Deployment

Production deployment guide for Server Monitoring. Choose Docker Compose for quick deploys or bare metal with systemd for full control.

[toc]


Prerequisites

  • Python 3.10+
  • uv
  • Redis (message broker for Celery)
  • Nginx (reverse proxy, optional but recommended)

Environment Variables

Create /etc/server-monitoring/env (systemd) or .env (Docker) with these values:

Variable Default Required Purpose
DJANGO_SECRET_KEY Yes Cryptographic signing key
DJANGO_DEBUG 1 Yes (set 0) Disable debug mode in production
DJANGO_ALLOWED_HOSTS Yes Comma-separated hostnames (e.g. monitoring.example.com)
CELERY_BROKER_URL redis://localhost:6379/0 No Redis broker URL
ENABLE_CELERY_ORCHESTRATION 1 No Enable async pipeline via Celery
API_KEY_AUTH_ENABLED 0 No Require API keys for endpoints
RATE_LIMIT_ENABLED 0 No Enable rate limiting middleware
WEBHOOK_SECRET_<DRIVER> No Signature verification per driver (e.g. WEBHOOK_SECRET_GRAFANA)

Minimal production .env:

DJANGO_SECRET_KEY=your-random-secret-key-here
DJANGO_DEBUG=0
DJANGO_ALLOWED_HOSTS=monitoring.example.com
ENABLE_CELERY_ORCHESTRATION=1

Generate a secret key:

python -c "from django.core.management.utils import get_random_secret_key; print(get_random_secret_key())"

Option 1: Docker Compose

The fastest way to get a production stack running. Includes Django (gunicorn), Celery worker, and Redis.
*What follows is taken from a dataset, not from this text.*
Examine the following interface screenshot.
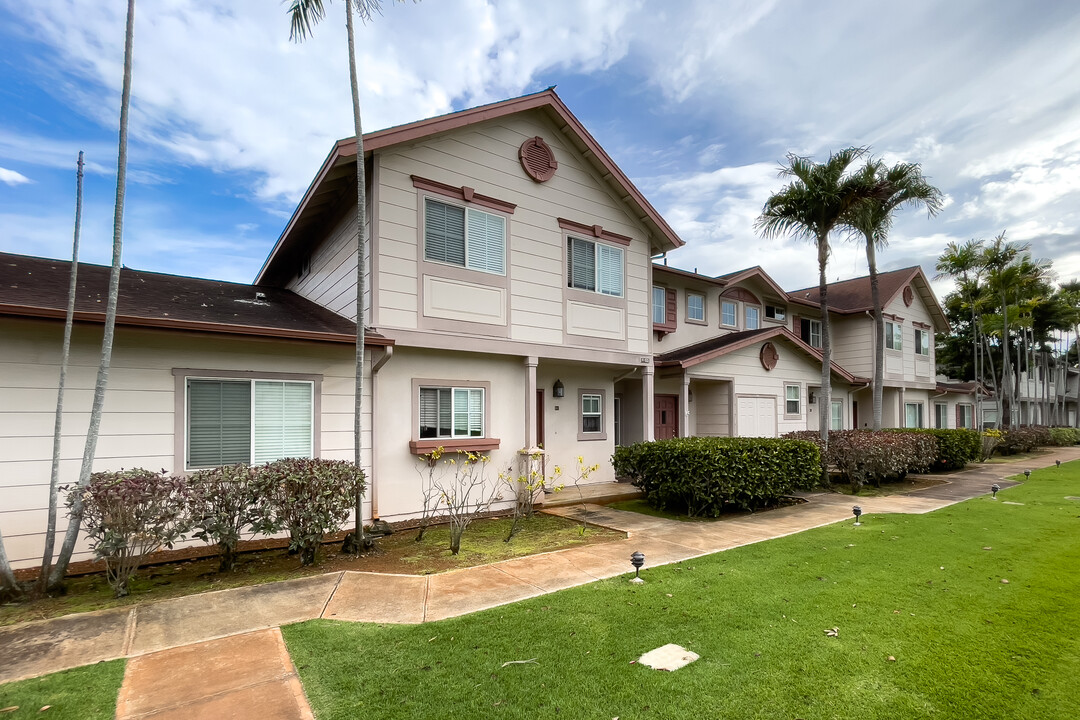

Quick start: Run ./bin/install.sh and select docker mode to automate the steps below (.env setup, build, start, and health verification).

1.1 Clone and configure

git clone git@github.com:ikidnapmyself/server-monitoring.git
cd server-monitoring
cp .env.sample .env

Edit .env with the production values from the table above. The Docker Compose file reads config from .env and automatically overrides CELERY_BROKER_URL to use the internal redis service hostname — you do not need to change that value in .env for Docker deployments.

1.2 Start the stack

docker compose -f deploy/docker/docker-compose.yml up -d

This starts three services:

Service What it does
redis Message broker for Celery
web Django app served by gunicorn on port 8000
celery Celery worker processing pipeline tasks

1.3 Verify

# Check all services are running
docker compose -f deploy/docker/docker-compose.yml ps

# Check logs
docker compose -f deploy/docker/docker-compose.yml logs web
docker compose -f deploy/docker/docker-compose.yml logs celery

# Test health endpoint
curl http://localhost:8000/alerts/webhook/

1.4 Run migrations manually (if needed)

Migrations run automatically on container start. To run them manually:

docker compose -f deploy/docker/docker-compose.yml exec web python manage.py migrate

1.5 Create an API key

docker compose -f deploy/docker/docker-compose.yml exec web python manage.py shell -c "
from config.models import APIKey
key = APIKey.objects.create(name='my-service')
print(f'API Key: {key._raw_key}')
print('Save this key — it cannot be retrieved again.')
"

Option 2: Bare Metal / VPS with systemd

For full control on a Linux server.

2.1 Install Redis

# Ubuntu/Debian
sudo apt install redis-server
# On Debian/Ubuntu the service is usually named redis-server
# On RHEL/Fedora/Arch it's redis
sudo systemctl enable --now redis-server

# Verify
redis-cli ping   # Should return PONG

2.2 Clone and install

sudo mkdir -p /opt/server-monitoring
sudo chown www-data:www-data /opt/server-monitoring
sudo -u www-data git clone git@github.com:ikidnapmyself/server-monitoring.git /opt/server-monitoring
cd /opt/server-monitoring

# Install uv and dependencies as www-data
sudo -u www-data sh -c 'curl -LsSf https://astral.sh/uv/install.sh | sh'
sudo -u www-data uv sync --frozen --no-dev --extra prod

2.3 Configure environment

sudo mkdir -p /etc/server-monitoring
sudo tee /etc/server-monitoring/env << 'EOF'
DJANGO_SECRET_KEY=your-random-secret-key-here
DJANGO_DEBUG=0
DJANGO_ALLOWED_HOSTS=monitoring.example.com
CELERY_BROKER_URL=redis://localhost:6379/0
ENABLE_CELERY_ORCHESTRATION=1
EOF
sudo chown root:www-data /etc/server-monitoring/env
sudo chmod 640 /etc/server-monitoring/env

2.4 Run migrations and collect static files

cd /opt/server-monitoring
set -a; source /etc/server-monitoring/env; set +a

uv run python manage.py migrate --noinput
uv run python manage.py collectstatic --noinput

2.5 Install systemd units

sudo cp deploy/systemd/server-monitoring.service /etc/systemd/system/
sudo cp deploy/systemd/server-monitoring-celery.service /etc/systemd/system/
sudo systemctl daemon-reload
sudo systemctl enable --now server-monitoring server-monitoring-celery

Automated: Run sudo ./bin/install.sh deploy to automate steps 2.4-2.6 (migrations, static files, unit installation, and service startup with health verification). Or use sudo ./bin/install.sh in prod mode when selecting the systemd deployment option.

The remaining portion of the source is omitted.